Optical cycling, or the ability to interact with an atom or molecule repeatedly using few lasers, lays the foundation for many modern techniques of quantum sensing and control. While simple atoms require only a single laser to optically cycle, molecules and more complex atoms require repumping lasers at additional frequencies to recover population loss caused by rovibrational degrees of freedom and dense electronic structure. Recent work on laser cooling of CaOH and SrOH molecules as well as of atoms like In and Eu, confirms that optical cycling schemes are possible on systems that have either complex rovibrational or electronic structure. Extending photon cycling to more general molecules requires managing both rovibrational degrees of freedom and significantly denser electronic structure than the species hitherto studied.
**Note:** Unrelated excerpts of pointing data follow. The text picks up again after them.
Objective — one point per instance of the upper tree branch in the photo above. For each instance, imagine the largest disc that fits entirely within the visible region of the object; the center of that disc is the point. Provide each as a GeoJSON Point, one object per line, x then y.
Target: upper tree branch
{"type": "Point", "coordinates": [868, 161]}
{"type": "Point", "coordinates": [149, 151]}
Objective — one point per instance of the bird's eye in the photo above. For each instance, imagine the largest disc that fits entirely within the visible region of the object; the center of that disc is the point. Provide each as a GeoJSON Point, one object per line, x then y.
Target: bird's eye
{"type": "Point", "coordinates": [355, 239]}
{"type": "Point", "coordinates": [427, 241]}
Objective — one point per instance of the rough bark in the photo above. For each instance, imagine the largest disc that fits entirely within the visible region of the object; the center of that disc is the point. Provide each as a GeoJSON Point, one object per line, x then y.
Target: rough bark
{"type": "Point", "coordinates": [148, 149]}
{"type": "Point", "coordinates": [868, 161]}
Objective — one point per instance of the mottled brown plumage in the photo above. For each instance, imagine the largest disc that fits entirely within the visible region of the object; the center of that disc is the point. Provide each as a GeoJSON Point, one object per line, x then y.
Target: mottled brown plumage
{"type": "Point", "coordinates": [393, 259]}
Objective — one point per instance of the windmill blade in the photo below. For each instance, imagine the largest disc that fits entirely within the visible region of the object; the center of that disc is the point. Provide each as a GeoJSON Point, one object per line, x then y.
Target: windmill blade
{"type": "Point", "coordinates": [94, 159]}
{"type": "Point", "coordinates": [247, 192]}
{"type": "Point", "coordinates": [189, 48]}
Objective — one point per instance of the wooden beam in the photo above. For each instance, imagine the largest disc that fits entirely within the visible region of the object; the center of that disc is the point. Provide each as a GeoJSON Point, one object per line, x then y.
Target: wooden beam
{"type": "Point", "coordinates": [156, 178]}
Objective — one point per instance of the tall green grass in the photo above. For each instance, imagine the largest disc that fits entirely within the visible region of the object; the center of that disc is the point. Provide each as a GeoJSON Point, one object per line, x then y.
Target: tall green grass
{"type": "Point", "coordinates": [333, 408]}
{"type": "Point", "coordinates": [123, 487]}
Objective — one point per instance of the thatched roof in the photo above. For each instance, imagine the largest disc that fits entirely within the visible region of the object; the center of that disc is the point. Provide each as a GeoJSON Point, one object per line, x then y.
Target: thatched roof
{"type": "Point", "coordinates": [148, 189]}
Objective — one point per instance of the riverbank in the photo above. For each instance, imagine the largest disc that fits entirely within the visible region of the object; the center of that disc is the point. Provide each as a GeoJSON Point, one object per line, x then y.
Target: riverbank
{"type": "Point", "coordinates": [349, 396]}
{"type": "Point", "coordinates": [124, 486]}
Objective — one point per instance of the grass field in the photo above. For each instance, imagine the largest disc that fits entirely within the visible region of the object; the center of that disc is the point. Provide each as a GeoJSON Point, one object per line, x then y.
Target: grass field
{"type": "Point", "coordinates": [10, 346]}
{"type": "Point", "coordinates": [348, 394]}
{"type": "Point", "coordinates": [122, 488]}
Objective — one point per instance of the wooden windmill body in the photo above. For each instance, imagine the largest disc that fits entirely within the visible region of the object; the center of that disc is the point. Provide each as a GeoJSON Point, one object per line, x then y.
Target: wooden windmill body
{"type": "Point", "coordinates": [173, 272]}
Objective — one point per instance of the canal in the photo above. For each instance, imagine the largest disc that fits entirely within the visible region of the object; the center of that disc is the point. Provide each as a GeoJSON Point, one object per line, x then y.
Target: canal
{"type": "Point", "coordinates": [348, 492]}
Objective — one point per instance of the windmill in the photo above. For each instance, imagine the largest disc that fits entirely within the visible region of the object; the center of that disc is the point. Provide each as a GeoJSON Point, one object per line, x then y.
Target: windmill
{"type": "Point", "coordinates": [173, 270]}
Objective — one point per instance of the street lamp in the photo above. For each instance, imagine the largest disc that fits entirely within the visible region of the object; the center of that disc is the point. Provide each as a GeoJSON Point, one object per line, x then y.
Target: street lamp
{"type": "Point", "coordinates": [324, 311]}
To this end, we present work towards optical cycling in ThO, a diatomic molecule with isotopologues of interest for both electron electric dipole moment and nuclear Schiff moment measurements. Managing both >1% vibrational and electronic branching, we describe a scheme capable of scattering ~100 photons with ~5 lasers. This cycling would be sufficient to achieve optical detection with near-unity efficiency and would match the number of photons scattered in demonstrations of Sisyphus cooling in polyatomic molecules. This work extends the domain of molecular photon cycling and enables enhancements to ongoing and planned tests of fundamental physics.